— Послушай-ка, какое стихотворение я сочинил для малых деток, — сказал он.
Горькая полынь-трава, где растет она?
Скажет каждый вам дурак — в Полынье, вот так!
Ну а розы где цветут? — спросите же вы.
И опять ответим мы: в Полынье, увы!
Где нас ожидает смерть? — закричите вдруг.
Ну, конечно, в Полынье, милый ты мой друг.
А любовь, скажи скорей, где он, любовь?
Не грусти, но в Полынье. Там же, где и кровь…
— Неплохо, — похвалил я. — Сгодится для рекламного ролика путешествий.
— Нет, это для души, — сумрачно отозвался он. — Там, в агентстве, я пишу барахло. Ради куска хлеба. А настоящих стихов получается все меньше и меньше. Скоро ручеек совсем иссякнет. Нельзя даже самый маленький талант использовать ради заработка. Нельзя путать Мамону с творчеством. Ведь что такое дар Божий? Это действительно не яичница, которую проглотил и наелся. Это скорее неупиваемая чаша, которую ты жадно пьешь всю свою жизнь и не можешь напиться. Но как только ты начинаешь использовать эту чашу в корыстных целях, напиток кончается. А на дне — пустота. Ни единой капельки. Только воспоминания о чем-то светлом, и чистом, и радостном.
— Давай-ка хлебнем вермута? — предложил я. — Что-то мне не нравится твое настроение.
— Не хочу, — ответил он. — Пошли лучше поглядим на похороны. На сожжение трупа.
— Какие такие похороны?
— Этого вашего Мишки-Стрельца. Его тело отдали Монку, а уж тот совершит над ним какие-то свои обряды. Все наши уже отправились на площадь.
— Дурдом, — сказал я. — Не могут похоронить по-человечески. Ладно, пошли…
Поселковая площадь была запружена народом. В центре ее возвышался сложенный из дров и хвороста помост, на котором покоилось тело несчастного смотрителя башни, а рядом стоял сам проповедник Монк со своими служителями и выкрикивал в толпу звенящие фразы. Я прислушался, но до него было далеко, а пробираться вперед не очень-то и хотелось. Да и что он мог сказать путного, прощального? Доносилось лишь знакомое: «Гранула… Гранула…» Вся эта процедура показалась мне весьма отвратительной. Кто позволил ему устраивать крематорий в центре поселка? Здесь же не Бангладеш, где подобный обряд был бы уместен, а почти сердцевина России. Но вопрос о том, кто дал такое право, был неуместен: на четырех улочках, примыкавших к площади, стояло по джипу, в которых восседали охранники Намцевича. По двое в каждой машине. «А сколько их всего, этих камуфлированных барбосов? — подумал я. — Человек двенадцать, как говорил Ермольник. Не так уж и много…»

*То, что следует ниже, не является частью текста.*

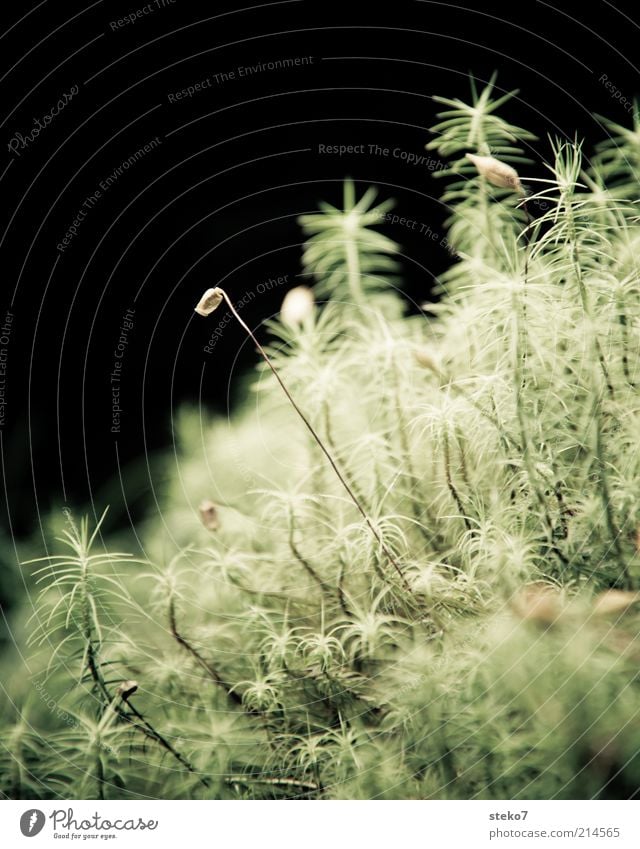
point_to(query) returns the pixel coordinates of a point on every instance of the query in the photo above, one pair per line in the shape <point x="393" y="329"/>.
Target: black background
<point x="218" y="199"/>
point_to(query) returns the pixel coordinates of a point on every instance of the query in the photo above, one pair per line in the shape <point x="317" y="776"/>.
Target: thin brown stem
<point x="209" y="669"/>
<point x="323" y="448"/>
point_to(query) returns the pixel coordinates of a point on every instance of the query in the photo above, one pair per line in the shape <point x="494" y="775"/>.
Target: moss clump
<point x="493" y="448"/>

Между тем мистическое действо в режиссуре проповедника Монка продолжалось. Самым прискорбным для меня было то, что в толпе оказалось довольно много детей и подростков, которые с жадностью наблюдали за подготовкой к сожжению. Они, словно губки, впитывали в себя все жесты и выкрики Монка и его служителей, причем многие из них смеялись, подражая ему, как маленькие обезьянки. Здесь начисто отсутствовало не только таинство похорон, но и элементарное уважение к покойнику. Если Мишка-Стрелец и не заслужил подобного отношения при жизни, то хотя бы после смерти он мог рассчитывать на какое-то бережное отношение к своему телу. Сомневаюсь, что он высказывал когда-либо пожелание отдать свои бренные останки в руки Монка и его паствы. Но у покойника не было ни родных, ни близких, которые могли бы вступиться за него. И я также не мог противостоять этой вакханалии, разыгрывающейся среди бела дня, поскольку был бы просто сметен толпой, входившей в какой-то непонятный экстаз.